Securing Security for Government Supply Chains – Recommendations for Risk Management

Public sector digital infrastructures face unprecedented and rapidly evolving threats. As government agencies work to secure complex, interconnected supply chains, the stakes for mission continuity, resilience, and public trust have never been higher.
A new report from the IBM Center, Practical Cyber Solutions for Managing Government Supply Chains, by Dr. Robert Handfield with North Carolina State University, offers a timely and actionable roadmap for strengthening cybersecurity supply chain risk management (C-SCRM) across government.
Based on insights from a high-level roundtable hosted by the IBM Center for The Business of Government and the National Academy of Public Administration, the report brings together experts from government, industry, and academia. Roundtable participants identified practical actions to harden the nation’s digital infrastructure across three intertwined fronts:
- Supply‑chain security and acquisition
- AI‑enabled cyber defense and automation
- Governance for resilience and future readiness
Participants emphasized that policy intent now exists to improve cybersecurity risk management for effective operation of supply chains involving government—but that execution gaps remain around contracting levers, metrics, talent, and cross‑agency information‑sharing.
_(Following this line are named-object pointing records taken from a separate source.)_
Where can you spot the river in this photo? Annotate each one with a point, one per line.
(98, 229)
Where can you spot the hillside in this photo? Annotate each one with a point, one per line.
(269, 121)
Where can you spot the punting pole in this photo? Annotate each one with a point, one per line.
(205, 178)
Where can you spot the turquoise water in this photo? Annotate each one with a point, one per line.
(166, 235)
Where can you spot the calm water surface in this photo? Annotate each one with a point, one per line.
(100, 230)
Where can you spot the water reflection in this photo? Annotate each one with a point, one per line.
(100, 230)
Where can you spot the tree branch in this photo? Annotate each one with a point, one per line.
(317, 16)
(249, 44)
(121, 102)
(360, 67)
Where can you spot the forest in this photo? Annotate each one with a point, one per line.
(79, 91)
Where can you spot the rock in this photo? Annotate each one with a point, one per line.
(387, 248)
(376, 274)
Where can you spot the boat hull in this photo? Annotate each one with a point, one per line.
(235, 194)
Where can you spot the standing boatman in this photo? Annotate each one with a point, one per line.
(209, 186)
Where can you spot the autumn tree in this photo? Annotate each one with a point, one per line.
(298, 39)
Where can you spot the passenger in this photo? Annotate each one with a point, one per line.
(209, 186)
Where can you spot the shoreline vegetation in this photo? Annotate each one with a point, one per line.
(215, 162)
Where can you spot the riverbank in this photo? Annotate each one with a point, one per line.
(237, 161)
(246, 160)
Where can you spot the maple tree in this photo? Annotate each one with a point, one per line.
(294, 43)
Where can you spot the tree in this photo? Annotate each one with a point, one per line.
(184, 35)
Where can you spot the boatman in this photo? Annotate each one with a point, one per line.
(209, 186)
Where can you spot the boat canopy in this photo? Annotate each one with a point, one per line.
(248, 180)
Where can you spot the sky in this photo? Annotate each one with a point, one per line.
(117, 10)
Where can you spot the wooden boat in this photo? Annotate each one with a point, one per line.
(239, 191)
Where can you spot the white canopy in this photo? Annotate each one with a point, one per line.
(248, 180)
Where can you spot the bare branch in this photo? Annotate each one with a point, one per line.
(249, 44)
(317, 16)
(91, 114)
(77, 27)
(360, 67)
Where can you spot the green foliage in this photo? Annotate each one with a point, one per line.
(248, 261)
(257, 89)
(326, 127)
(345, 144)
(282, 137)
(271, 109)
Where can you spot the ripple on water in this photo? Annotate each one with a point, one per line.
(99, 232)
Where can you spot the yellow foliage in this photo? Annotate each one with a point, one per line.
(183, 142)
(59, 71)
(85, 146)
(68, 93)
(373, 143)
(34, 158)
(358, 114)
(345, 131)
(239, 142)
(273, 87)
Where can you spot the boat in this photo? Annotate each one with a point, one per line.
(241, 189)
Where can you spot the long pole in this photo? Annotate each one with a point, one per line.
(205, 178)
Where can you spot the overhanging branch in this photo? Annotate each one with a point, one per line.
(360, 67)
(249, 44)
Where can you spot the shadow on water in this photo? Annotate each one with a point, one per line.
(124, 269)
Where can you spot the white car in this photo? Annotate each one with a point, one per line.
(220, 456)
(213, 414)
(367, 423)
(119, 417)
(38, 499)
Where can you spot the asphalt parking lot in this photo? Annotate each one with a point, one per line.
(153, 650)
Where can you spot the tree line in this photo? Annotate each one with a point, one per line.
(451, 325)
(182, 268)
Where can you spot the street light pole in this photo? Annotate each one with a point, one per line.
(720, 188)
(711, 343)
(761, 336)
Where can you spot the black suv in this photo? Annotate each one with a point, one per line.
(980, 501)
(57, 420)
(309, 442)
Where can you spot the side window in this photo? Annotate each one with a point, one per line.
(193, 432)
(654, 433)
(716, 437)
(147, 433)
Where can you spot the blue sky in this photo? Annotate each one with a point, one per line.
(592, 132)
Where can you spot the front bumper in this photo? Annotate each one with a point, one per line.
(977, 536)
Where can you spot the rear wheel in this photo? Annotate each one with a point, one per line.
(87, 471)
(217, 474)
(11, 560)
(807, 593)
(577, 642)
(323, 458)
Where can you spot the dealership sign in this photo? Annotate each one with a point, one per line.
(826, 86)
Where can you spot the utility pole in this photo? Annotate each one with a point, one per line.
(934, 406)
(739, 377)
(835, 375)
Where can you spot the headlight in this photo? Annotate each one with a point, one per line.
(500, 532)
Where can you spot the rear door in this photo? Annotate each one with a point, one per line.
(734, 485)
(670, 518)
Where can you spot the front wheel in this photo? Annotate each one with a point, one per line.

Experts agreed that the government needs to move beyond a purely compliance-focused mindset on C‑SCRM. The new focus should be on outcome‑driven mission performance using contracts, incentives, continuous diagnostics, and transparent scorecards to reward secure‑by‑design vendors and to manage persistent underperformers. The discussions indicated that AI can be used proactively to accelerate threat detection, anomaly identification, vulnerability management, incident response, and C‑SCRM. As generative and agentic AI have begun to be deployed in supply chain stress testing, organizations need to utilize these tools for scenario planning, supplier risk assessments, and disruption mapping—while assessing their organizational readiness in the areas of data quality, audits, and provenance.
Based on real-world experience, this report outlines practical steps the government can take to improve resilience—such as standing up centers of excellence, integrating risk-based cybersecurity measures, deploying AI-enabled diagnostics and remediation, and enhancing multi-tier supplier operations. These ten recommendations, detailed in the report, make clear that progress can emerge from an integrated strategy combining governance, metrics, automation, procurement levers, and cultural change.
As agencies confront increasingly sophisticated adversaries, the guidance in this report provides leaders with a clear framework for action. By adopting the practices outlined here, government can strengthen operational readiness, protect essential services, and reinforce trust in the systems upon which the public depends. The analysis and recommendations presented by Professor Handfield—based on expert insights from the roundtable—offer strategic imperatives for applying cybersecurity for supply chain risk management across the public sector, and a practical path forward for building a more secure and resilient digital future.